Home Depot sees muted 2024 as demand recovery takes longer

Reuters

Published Feb 20, 2024 06:30AM ET

Updated Feb 20, 2024 10:46AM ET

By Deborah Mary Sophia and Granth Vanaik

(Reuters) -Home Depot forecast full-year results below analysts' estimates on Tuesday, signaling that lackluster demand would continue to pressure the company this year as people tighten spending on home remodeling amid sticky inflation.

With food prices and borrowing costs still elevated, customers are limiting home-related spend to just essential repair and maintenance rather than undertaking larger renovations.

Foot traffic at the No. 1 U.S. home improvement chain fell in the fourth quarter, with declines worsening toward January due to harsh winter weather, Placer.ai data showed.

"The home improvement market still faces headwinds ... we are planning for a year of continued moderation but with slightly less pressure to (sales) than what we faced in fiscal 2023," Home Depot (NYSE:HD) CFO Richard McPhail said.

The back half of 2024 would be "marginally stronger," CEO Ted Decker said.

Home Depot expects 2024 comparable sales to decline about 1%, while analysts estimate a 0.06% rise, LSEG data showed. The company's shares fell about 1%.

"I'm not overly alarmed by the guidance ... the timing of (recovery) is the big question mark," said Sarah Henry, managing director and portfolio manager at Logan Capital Management.

Still, the consumer backdrop appeared strong, Henry added.
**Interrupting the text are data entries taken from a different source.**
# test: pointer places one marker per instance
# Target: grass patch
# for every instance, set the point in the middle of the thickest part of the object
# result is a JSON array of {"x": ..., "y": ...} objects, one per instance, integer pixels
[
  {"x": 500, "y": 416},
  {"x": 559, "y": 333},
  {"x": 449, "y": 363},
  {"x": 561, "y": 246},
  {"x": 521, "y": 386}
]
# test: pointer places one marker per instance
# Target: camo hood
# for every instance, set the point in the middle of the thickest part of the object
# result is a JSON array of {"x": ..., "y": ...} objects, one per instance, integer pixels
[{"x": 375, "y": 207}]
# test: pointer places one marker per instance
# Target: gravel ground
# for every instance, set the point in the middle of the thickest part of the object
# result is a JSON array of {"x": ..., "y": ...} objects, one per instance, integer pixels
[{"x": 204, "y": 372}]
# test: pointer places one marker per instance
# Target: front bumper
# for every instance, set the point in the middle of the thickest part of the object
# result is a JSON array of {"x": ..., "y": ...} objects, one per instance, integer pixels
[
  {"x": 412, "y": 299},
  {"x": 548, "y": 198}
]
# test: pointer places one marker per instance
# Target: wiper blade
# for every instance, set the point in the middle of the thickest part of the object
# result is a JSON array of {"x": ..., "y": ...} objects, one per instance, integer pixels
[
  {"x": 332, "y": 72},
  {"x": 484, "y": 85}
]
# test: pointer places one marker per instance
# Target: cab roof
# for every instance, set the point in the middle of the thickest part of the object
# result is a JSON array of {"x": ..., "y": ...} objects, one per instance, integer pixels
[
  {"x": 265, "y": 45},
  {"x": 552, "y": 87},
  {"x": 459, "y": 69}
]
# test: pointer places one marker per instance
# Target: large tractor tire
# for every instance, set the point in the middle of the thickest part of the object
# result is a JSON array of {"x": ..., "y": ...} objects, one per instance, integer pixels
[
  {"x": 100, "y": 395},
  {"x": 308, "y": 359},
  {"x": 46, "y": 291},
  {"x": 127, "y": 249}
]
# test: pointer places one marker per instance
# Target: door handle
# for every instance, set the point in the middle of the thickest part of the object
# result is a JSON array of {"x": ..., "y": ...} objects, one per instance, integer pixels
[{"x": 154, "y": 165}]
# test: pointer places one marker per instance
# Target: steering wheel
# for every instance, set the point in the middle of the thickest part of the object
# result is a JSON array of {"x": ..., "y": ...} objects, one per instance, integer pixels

Retail bellwether Walmart (NYSE:WMT) issued an upbeat annual sales forecast.

Fourth-quarter transactions at Home Depot fell 1.7%, logging their eleventh straight quarterly decline, while comparable sales dropped a bigger-than-expected 3.5%.

"There was an expectation ... that the company could return to growth sooner than they're guiding to," said Jonathan Reid, a director at Fitch Ratings.

Home Depot forecast 2024 per-share earnings to grow about 1%, below expectations of a 3.62% rise.